Many Labs 2: Investigating Variation in Replicability Across Samples and Settings

Abstract: We conducted preregistered replications of 28 classic and contemporary published findings, with protocols that were peer reviewed in advance, to examine variation in effect magnitudes across samples and settings. Each protocol was administered to approximately half of 125 samples that comprised 15,305 participants from 36 countries and territories. Using the conventional criterion of statistical significance (p < .05), we found that 15 (54%) of the replications provided evidence of a statistically significant effect in the same direction as the original finding.
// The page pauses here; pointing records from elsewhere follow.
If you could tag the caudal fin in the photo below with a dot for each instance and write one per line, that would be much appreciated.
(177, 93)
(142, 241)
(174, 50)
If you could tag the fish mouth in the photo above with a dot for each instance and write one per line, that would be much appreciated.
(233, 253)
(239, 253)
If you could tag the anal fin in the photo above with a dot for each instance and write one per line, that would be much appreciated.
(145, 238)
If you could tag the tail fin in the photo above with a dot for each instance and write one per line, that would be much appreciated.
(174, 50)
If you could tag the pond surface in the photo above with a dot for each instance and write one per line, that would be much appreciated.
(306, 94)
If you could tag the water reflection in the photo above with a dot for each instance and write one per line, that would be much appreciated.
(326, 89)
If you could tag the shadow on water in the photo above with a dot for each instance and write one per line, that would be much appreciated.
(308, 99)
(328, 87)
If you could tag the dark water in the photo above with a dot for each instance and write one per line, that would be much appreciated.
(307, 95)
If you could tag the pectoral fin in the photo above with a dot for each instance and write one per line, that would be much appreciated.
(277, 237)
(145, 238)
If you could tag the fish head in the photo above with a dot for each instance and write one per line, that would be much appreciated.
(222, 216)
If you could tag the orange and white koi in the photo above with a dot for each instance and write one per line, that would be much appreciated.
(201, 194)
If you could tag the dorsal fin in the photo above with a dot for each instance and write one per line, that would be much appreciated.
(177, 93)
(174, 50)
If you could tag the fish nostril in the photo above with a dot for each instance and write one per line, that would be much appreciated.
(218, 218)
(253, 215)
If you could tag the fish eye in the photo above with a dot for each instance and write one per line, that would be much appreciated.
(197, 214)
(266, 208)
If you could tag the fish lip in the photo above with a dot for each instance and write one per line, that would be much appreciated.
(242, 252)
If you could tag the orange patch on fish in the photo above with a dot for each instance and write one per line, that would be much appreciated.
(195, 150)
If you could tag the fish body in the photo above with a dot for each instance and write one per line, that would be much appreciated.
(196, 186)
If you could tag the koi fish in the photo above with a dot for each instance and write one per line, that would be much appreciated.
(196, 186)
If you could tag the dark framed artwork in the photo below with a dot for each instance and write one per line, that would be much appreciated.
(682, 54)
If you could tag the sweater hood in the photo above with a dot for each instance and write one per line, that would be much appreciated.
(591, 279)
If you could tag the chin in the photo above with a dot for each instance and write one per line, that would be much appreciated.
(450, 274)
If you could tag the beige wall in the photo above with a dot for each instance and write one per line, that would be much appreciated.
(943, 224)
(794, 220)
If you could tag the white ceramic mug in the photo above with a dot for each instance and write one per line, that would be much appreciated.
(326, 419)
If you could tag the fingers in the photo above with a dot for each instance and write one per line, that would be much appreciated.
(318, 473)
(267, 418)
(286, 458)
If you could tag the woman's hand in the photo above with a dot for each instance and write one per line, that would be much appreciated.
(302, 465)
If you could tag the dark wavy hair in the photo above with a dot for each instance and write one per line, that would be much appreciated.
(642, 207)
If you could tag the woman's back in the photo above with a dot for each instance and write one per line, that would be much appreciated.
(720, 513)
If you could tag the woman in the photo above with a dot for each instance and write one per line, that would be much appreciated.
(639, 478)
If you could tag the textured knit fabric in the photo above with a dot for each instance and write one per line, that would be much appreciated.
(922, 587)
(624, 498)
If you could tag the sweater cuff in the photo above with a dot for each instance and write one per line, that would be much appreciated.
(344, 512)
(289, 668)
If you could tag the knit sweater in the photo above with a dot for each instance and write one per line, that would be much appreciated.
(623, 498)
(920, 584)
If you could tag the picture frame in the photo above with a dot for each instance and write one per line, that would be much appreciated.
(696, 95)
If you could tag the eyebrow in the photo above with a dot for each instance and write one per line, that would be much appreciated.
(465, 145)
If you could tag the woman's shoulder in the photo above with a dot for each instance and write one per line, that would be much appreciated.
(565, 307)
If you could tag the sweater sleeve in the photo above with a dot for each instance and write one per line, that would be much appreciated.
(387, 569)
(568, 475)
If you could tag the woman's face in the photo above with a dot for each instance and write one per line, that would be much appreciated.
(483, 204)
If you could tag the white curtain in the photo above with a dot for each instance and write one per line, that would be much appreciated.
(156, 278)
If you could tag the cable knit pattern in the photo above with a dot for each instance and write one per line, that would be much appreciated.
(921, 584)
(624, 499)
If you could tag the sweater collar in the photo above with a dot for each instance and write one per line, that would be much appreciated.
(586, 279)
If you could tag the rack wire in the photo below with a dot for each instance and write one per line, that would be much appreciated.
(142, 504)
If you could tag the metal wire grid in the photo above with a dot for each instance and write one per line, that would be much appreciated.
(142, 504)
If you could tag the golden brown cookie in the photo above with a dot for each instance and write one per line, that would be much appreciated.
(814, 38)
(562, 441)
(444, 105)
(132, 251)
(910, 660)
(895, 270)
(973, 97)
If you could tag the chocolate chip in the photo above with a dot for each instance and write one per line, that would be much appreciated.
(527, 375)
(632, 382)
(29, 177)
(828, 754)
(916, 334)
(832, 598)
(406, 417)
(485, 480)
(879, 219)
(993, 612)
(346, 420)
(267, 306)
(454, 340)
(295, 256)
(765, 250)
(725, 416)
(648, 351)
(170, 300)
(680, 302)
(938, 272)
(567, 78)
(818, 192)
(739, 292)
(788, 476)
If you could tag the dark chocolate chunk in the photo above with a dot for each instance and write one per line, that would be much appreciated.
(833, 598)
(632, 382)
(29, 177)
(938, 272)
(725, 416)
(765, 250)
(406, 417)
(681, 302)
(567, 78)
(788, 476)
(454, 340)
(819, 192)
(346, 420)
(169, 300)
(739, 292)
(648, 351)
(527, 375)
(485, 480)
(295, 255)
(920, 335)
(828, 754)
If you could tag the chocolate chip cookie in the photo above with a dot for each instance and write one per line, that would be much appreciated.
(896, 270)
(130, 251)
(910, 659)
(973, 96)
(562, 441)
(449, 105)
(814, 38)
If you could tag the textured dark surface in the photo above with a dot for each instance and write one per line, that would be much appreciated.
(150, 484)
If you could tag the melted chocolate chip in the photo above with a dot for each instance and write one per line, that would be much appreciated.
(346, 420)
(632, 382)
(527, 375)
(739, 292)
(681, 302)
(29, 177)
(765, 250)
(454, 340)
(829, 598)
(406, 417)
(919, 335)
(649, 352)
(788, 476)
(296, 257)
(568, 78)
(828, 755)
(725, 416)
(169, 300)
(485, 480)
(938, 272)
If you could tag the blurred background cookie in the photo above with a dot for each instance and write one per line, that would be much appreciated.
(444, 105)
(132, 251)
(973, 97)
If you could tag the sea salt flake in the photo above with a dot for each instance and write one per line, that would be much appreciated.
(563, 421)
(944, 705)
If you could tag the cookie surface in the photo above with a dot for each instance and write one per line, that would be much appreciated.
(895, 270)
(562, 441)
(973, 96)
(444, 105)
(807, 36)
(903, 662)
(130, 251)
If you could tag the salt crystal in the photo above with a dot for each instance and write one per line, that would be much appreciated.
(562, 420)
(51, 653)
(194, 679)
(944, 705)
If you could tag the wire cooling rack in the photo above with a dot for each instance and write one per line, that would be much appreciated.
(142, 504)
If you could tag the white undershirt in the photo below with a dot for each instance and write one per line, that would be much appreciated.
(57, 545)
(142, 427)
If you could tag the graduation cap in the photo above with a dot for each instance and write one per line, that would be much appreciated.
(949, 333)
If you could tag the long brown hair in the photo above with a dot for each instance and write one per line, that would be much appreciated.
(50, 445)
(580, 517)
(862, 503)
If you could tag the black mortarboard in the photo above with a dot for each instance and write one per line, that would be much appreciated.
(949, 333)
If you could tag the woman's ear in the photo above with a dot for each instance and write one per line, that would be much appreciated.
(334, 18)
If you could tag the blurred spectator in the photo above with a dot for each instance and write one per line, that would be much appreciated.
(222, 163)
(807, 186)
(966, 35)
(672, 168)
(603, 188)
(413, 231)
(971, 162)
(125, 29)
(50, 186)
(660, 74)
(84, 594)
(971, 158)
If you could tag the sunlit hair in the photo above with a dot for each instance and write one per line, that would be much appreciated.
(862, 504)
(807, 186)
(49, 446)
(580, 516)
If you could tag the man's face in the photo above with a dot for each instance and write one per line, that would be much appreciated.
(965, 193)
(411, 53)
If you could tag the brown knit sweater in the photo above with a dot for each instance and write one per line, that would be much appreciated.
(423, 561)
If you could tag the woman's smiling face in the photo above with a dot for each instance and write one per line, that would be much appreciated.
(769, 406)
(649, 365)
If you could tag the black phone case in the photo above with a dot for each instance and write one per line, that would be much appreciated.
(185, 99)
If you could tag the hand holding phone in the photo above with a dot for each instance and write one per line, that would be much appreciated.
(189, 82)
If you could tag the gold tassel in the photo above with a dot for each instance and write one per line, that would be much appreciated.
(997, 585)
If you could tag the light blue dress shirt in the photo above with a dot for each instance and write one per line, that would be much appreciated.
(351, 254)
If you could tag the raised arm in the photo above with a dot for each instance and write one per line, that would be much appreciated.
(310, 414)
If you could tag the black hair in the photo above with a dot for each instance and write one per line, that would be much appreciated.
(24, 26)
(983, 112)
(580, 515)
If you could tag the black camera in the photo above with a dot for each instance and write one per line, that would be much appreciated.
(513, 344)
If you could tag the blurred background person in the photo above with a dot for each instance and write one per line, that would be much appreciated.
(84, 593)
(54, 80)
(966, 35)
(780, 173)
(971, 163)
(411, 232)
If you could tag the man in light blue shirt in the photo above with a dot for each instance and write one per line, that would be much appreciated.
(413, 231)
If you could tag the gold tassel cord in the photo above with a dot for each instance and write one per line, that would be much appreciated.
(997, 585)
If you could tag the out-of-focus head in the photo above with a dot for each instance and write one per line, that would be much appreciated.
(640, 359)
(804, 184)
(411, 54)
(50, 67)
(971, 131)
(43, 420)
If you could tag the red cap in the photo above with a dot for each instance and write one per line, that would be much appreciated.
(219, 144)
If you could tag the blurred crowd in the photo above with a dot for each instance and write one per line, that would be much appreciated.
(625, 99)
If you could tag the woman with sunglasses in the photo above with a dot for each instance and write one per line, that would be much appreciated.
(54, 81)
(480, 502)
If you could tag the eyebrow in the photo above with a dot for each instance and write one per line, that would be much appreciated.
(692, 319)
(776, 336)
With a strict significance criterion (p < .0001), 14 (50%) of the replications still provided such evidence, a reflection of the extremely high-powered design. Seven (25%) of the replications yielded effect sizes larger than the original ones, and 21 (75%) yielded effect sizes smaller than the original ones. The median comparable Cohen’s ds were 0.60 for the original findings and 0.15 for the replications. The effect sizes were small (< 0.20) in 16 of the replications (57%), and 9 effects (32%) were in the direction opposite the direction of the original effect. Across settings, the Q statistic indicated significant heterogeneity in 11 (39%) of the replication effects, and most of those were among the findings with the largest overall effect sizes; only 1 effect that was near zero in the aggregate showed significant heterogeneity according to this measure. Only 1 effect had a tau value greater than .20, an indication of moderate heterogeneity. Eight others had tau values near or slightly above .10, an indication of slight heterogeneity. Moderation tests indicated that very little heterogeneity was attributable to the order in which the tasks were performed or whether the tasks were administered in lab versus online. Exploratory comparisons revealed little heterogeneity between Western, educated, industrialized, rich, and democratic (WEIRD) cultures and less WEIRD cultures (i.e., cultures with relatively high and low WEIRDness scores, respectively). Cumulatively, variability in the observed effect sizes was attributable more to the effect being studied than to the sample or setting in which it was studied.